Firearms do three things that no other weapons (besides missiles and bombs) allow.

  1. Guns project force farther than any other weapon. How many drive-by murders are committed using knives, bows and arrows or spears? Lee Harvey Oswald didn’t need to be next to JFK. He assassinated the President from 80 yards away.
  2. They’re more lethal than any other weapon. Bullets can do more damage than a punch to the face or a stabbing. If this weren’t the case, why in hell would every army in the world give soldiers firearms instead of nunchucks or longbows?
  3. By projecting force farther than any other weapon, guns provide murderers distance from their victims. And why is distance important? Because most murderers don’t want to get caught or hurt in the act of killing. No other weapon (save missiles and bombs) expands the distance between murderer and murdered as far as firearms. Being close means increased risk of getting hurt, killed or caught in the act.

So to pull it all together here, other weapons are not perfect substitutes for firearms because no other weapon projects force farther and more lethally, increasing the chances of successfully killing a victim and decreasing the chances of getting caught.

And because other weapons aren’t perfect substitutes even if motives to murder don’t chance in a society, the decreased availability of the most lethal method decreases the opportunity of murdering.

The evidence shows it.

When America had more gun owners per capita, the chances of getting murdered were higher.

As the rate of gun ownership has fallen over the last 4 decades, the odds of getting murdered in America have fallen substantially.

Remember: this is about gun ownership, not the number of guns owned. Those are two very different concepts.

Even though the number of guns owned in this country has skyrocketed, there are fewer gun owners. In other words, gun owners these days have a lot of guns, but guns don’t kill people–people with guns kill people. If a gun owner who already has 15 guns buys 100 more guns, the marginal lethality of each new gun is minimal to nonexistent because one gun owner can only use two guns at a time. But if 100 new gun owners are created, then we should expect to see more murders.

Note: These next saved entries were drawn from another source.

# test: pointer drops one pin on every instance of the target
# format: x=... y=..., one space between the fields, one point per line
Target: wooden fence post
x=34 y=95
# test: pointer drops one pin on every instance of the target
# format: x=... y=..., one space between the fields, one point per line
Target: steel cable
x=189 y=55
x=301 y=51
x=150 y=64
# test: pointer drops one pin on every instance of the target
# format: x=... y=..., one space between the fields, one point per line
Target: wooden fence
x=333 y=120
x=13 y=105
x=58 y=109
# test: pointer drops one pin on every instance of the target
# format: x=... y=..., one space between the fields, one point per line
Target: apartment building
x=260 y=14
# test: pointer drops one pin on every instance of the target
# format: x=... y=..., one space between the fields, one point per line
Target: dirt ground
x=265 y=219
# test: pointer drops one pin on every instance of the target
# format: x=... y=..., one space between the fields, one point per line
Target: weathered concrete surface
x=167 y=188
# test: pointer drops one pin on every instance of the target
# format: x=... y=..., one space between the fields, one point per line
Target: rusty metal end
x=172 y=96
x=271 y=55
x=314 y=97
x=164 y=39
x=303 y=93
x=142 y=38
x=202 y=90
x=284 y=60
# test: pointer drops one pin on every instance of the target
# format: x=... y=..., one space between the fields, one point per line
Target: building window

So society, the data tell us, is safer when a few people have tons of guns than it is when a ton of people have a few guns each.

Get the difference?

How do these data showing the murder rate has fallen along with a decline in gun ownership comport with the TV coverage showing a lot of mass murders?

This is how:

Although the odds of getting murdered in this country have fallen by 52% between 1973 and 2014, the odds of getting murdered in a mass shooting have increased.

And why is that?

Well, clip size of guns has increased. Relevance? A larger clip or magazine allows a murderer to shoot more bullets in less time.

So while the murder rate has gone down with the gun ownership rate, the mass murder rate has gone up with the increase in clip size.

OK, that’s it for now.

Just remember:

As the data clearly clearly show the murder rate is a function of the gun ownership rate.

To summarize, lower gun ownership rate decreases the availability of firearms, which decreases the opportunities of successfully killing someone. And when opportunities for murder decrease, then one of the 3 necessary ingredients for murder decreases.

Fortunately, the 18% point discrepancy between the murder rate and gun ownership rate likely reflects a decrease in motive over the past 4 decades. But government policy can’t change people’s motives to murder. But increased background checks can reduce (never completely) gun ownership rates.